Ungeduldig wippt sein Fuß auf und ab. Über seiner Nase bildet sich eine tiefe Stirnfalte, seine Hände halten verkrampft an der Stuhllehne fest. Er schwitzt. Die Schultern sinken ein. Seine Aufregung verwandelt sich mehr und mehr in Resignation. Aus seinem Gesicht spricht nun die Enttäuschung. Er ist den Tränen nah. Mit einem Seufzer rutscht er vom Stuhl und bleibt regungslos auf dem Boden liegen.

Wir klatschen. „Super! Tolle Performance!“ - „Total authentisch.“ Auch Jessica, die Kursleiterin nickt zustimmend. Mein Kommilitone steht auf und klopft sich mit einer verlegenen Geste den Staub von den Klamotten.

Wir befinden uns im Probenraum der Studiobühne. „Inszenierung im Alltag“ ist der Name des Seminars, in dem wir Theaterübungen kennenlernen, eigene Projekte entwickeln und sie am Ende des Semesters vor Publikum präsentieren.

Dinge mit praktischem Bezug lernen

An der Kölner Uni müssen die Studenten der meisten Studiengänge das Studium Integrale belegen. Innerhalb dieses Programms gibt es ein scheinbar unbegrenztes Angebot an Wahlmöglichkeiten: Von einem Kurs zur indischen Philosophie, über Wirtschaftsinformatik, bis zum Theaterkurs ist alles dabei. Die Idee dahinter ist, sich nicht zum Fachidioten zu entwickeln und über sein Studium hinaus Dinge mit praktischem Bezug zu lernen.

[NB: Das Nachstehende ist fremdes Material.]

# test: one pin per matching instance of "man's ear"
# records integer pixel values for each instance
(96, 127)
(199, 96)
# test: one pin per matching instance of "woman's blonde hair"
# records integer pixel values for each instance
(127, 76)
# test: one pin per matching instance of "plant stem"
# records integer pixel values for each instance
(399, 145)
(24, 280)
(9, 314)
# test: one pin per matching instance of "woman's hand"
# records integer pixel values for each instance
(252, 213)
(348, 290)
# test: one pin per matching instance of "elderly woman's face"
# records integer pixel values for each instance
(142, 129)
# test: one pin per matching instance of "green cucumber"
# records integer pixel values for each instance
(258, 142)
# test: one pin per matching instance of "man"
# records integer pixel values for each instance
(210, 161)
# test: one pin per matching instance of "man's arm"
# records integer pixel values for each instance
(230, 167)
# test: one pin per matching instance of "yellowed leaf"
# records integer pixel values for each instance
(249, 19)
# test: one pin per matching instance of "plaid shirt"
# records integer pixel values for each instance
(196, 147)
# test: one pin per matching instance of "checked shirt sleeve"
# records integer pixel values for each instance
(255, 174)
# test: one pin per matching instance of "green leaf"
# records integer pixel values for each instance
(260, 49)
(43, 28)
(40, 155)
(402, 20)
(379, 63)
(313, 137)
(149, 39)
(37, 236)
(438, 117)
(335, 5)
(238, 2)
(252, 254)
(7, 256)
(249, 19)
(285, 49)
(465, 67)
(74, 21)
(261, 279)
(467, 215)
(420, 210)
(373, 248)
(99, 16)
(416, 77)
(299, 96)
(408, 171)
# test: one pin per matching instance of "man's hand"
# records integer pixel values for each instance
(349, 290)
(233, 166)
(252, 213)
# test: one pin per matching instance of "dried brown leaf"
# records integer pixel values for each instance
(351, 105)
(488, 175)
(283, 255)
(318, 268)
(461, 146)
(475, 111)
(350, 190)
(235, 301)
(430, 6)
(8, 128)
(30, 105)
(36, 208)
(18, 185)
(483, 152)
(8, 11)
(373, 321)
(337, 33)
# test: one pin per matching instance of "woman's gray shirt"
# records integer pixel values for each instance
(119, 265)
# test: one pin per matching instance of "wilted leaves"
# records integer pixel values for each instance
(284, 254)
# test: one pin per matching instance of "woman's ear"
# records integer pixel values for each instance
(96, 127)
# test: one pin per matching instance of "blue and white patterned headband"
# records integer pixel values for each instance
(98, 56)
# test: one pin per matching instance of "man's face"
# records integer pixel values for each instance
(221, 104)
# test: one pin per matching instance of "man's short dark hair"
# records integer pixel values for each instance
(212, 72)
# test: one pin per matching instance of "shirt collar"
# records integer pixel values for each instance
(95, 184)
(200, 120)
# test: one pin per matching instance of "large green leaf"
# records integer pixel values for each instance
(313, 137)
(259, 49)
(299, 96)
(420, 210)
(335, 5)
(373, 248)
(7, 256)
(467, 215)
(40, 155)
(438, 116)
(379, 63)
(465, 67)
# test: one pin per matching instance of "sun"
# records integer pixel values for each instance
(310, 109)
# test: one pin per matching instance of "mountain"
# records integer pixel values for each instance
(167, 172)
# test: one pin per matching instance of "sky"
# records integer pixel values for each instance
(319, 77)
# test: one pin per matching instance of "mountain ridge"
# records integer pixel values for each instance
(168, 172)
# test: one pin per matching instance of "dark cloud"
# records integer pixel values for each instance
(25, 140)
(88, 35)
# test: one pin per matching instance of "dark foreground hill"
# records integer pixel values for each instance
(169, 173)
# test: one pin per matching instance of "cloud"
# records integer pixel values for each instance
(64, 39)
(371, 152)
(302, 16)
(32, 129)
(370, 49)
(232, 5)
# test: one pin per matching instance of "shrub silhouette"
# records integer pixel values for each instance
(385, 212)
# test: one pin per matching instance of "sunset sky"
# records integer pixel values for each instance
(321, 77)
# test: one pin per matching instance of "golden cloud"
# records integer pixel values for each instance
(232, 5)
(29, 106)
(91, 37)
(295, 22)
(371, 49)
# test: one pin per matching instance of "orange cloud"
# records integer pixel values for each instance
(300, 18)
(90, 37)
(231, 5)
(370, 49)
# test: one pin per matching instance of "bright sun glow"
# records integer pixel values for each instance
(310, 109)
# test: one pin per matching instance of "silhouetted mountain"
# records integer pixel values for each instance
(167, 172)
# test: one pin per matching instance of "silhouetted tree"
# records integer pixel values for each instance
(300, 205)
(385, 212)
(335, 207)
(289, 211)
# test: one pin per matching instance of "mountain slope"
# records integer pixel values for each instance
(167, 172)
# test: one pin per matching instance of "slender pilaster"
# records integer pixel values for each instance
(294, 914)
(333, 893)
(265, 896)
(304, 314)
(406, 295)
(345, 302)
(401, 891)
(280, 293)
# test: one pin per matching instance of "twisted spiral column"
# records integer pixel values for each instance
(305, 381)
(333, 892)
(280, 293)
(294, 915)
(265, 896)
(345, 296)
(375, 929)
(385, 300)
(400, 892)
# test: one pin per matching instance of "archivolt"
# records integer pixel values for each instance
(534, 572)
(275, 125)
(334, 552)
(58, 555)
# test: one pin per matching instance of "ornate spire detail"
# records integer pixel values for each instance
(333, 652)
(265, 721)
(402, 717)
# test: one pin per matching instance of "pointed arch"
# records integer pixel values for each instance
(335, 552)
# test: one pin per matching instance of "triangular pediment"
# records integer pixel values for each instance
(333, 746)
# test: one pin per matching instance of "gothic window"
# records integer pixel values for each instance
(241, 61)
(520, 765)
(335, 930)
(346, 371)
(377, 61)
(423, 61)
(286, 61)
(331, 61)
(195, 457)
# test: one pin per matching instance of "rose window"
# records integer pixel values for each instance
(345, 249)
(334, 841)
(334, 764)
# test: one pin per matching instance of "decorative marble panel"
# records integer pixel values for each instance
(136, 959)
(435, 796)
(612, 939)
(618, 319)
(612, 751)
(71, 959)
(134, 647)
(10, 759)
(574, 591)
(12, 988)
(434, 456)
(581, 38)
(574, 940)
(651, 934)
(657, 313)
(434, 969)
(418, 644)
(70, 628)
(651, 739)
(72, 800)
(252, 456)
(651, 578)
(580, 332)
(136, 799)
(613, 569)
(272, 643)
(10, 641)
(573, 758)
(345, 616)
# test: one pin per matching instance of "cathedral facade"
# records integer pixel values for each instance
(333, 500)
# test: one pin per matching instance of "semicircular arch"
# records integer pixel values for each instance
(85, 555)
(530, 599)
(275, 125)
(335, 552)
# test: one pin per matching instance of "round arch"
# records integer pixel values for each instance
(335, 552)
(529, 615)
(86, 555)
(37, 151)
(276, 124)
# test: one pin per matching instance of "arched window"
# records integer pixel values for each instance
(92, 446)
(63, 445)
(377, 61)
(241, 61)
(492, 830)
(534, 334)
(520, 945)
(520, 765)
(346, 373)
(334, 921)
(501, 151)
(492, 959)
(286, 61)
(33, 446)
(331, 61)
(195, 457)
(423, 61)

Donnerstags lassen wir vier Stunden lang die trockene Theorie fallen und gehen ganz in den Ausdruck, der durch unsere Stimme und den Körper erzeugt wird. Wir lernen, wie wir uns durch verschiedene Körperhaltungen in Gefühlslagen versetzen und bestimmte Wirkungen nach außen erzeugen. Letzte Woche stand der Ausdruck über die Stimme im Mittelpunkt. Durch Übungen haben wir gelernt, wie man den ganzen Körper ausnutzt, um die größtmögliche Resonanz zu erzeugen.

Der Kurs endet jede Woche mit einem Kreis, in dem wir uns über unsere Erfahrungen im Seminar austauschen. Ich blicke in die zehn Gesichter meiner Kommilitonen und sehe Zufriedenheit. Es tut ab und zu wirklich gut, sich von der Kopflastigkeit zu befreien.